The collection of characters that Simon chooses to explore is a curious one. Some I can understand why he wanted to discuss, a couple were less obvious, and a couple of them made me incredibly uncomfortable. Simon really gets under the skin and into the minds of the people he is talking about, and this is disturbing in the case of a couple of the less savoury characters. Being able to stir an emotion in the reader is the sign of a good writer; this is no less true when the emotion stirred is disquiet. I’m not sure I want to be in the skin of some of these people.
This is a book that is good for dipping in and out of, rather than reading through in one go, and would make a great topic of discussion between friends. I have already seen a fellow blogger saying she can’t work out who one of the subjects is and, since I think I know, I will reach out and see if she agrees with my theory later.

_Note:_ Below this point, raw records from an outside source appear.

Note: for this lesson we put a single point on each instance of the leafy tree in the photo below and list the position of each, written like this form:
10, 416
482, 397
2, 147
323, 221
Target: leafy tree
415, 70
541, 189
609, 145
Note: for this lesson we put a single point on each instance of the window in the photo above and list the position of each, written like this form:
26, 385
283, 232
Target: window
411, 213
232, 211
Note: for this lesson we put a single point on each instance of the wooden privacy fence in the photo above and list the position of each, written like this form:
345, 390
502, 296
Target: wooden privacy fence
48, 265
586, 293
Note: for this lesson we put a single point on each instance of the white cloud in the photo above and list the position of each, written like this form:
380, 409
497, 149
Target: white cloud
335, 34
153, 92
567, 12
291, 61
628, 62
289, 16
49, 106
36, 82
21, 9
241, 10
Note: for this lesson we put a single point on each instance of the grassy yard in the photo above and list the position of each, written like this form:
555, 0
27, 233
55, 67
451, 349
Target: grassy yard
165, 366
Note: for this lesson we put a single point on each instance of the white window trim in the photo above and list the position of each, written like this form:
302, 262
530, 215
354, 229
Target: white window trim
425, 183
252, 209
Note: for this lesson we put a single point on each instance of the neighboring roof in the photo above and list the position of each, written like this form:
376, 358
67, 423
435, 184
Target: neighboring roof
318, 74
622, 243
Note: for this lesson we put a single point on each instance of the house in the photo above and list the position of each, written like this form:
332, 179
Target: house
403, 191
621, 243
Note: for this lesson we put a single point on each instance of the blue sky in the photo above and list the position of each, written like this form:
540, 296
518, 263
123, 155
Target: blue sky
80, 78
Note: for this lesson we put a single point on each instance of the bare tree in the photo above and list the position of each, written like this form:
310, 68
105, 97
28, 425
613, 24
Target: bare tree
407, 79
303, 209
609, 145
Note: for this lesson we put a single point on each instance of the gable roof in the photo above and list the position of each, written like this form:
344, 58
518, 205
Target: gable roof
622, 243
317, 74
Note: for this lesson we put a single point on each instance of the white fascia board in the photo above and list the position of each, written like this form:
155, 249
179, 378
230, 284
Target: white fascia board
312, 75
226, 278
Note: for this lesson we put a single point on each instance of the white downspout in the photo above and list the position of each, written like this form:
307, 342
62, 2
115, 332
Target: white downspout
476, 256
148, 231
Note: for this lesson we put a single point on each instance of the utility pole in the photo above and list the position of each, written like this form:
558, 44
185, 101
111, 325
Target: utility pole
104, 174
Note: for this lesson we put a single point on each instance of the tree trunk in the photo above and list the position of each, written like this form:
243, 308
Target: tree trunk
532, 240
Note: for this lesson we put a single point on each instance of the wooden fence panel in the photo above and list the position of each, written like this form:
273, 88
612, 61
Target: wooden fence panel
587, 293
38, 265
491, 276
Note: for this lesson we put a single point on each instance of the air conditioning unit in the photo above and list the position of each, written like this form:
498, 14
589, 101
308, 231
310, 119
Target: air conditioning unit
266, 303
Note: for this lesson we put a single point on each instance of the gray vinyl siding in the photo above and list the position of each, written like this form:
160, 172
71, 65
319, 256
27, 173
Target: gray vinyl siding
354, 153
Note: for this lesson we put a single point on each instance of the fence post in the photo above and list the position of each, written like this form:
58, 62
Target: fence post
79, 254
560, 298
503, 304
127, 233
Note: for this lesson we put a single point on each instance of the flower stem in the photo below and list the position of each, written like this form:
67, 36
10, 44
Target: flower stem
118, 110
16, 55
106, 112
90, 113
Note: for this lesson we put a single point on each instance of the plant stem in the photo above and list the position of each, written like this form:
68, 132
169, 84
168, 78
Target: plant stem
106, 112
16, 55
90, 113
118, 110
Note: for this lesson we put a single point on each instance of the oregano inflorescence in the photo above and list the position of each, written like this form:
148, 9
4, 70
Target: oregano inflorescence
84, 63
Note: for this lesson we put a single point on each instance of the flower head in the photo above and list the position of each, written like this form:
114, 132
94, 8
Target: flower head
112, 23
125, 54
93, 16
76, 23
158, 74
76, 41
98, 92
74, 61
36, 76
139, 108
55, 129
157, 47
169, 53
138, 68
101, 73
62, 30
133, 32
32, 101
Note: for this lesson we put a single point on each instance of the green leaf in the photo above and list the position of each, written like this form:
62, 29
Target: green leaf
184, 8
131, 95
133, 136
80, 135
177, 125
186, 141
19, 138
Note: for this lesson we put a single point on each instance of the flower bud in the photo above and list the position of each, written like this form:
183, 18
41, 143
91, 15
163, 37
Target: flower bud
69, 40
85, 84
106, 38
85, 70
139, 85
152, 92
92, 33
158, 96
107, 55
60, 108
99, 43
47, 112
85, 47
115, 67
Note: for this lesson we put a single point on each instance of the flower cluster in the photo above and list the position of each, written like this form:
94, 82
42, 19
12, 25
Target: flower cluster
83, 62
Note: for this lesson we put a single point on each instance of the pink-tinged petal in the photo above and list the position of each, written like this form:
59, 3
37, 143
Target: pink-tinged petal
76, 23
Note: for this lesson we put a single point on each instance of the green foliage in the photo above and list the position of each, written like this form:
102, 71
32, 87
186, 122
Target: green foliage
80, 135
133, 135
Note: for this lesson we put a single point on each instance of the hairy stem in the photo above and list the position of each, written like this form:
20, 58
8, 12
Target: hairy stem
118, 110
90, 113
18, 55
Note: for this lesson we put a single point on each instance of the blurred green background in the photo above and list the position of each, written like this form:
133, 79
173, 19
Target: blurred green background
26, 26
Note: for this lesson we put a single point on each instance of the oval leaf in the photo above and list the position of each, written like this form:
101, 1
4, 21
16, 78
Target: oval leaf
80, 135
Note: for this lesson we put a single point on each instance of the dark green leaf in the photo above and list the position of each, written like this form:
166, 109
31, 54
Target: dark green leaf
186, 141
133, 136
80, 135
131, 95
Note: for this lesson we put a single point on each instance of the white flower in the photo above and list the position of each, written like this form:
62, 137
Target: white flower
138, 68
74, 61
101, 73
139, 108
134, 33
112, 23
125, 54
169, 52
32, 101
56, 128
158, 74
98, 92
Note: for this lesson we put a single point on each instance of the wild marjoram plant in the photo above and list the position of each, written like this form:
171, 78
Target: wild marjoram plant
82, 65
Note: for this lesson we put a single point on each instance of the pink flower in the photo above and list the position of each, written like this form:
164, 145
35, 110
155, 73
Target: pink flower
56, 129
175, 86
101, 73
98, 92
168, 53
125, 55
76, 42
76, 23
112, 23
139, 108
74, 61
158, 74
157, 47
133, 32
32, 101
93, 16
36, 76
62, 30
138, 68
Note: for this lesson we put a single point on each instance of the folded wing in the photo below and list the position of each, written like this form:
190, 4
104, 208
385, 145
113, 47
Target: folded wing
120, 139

Some of them are more obvious than others and, I think some of them will be easier to suss out for people of my generation than younger folk. It is a concept that played out well against my expectations and I applaud the author for achieving something new and interesting.
Backstories is available in all formats from today and you can buy a copy here.
And, if you need any additional reason to buy the book, beyond my review above, Simon is donating 30% of all profits from Backstories to Stop Hate UK, The North East Autism Society and Friends of the Earth.
About the Author
Simon Van der Velde has worked variously as a barman, labourer, teacher, caterer and lawyer, as well as travelling throughout Europe and South America collecting characters and insights for his award-winning stories. Since completing a creative writing M.A. (with distinction)
in 2010, Simon’s work has won and been shortlisted for numerous awards including; The Yeovil Literary Prize, (twice), The Wasafiri New Writing Prize, The Luke Bitmead Bursary, The Frome Short- story Prize, The Harry Bowling Prize, The Henshaw Press Short Story Competition and The National Association of Writers’ Groups Open Competition – establishing him as one of the UK’s foremost short-story writers.
Simon now lives in Newcastle upon Tyne, England, with his wife, Nicola, their labradoodle, Barney and two tyrannical children.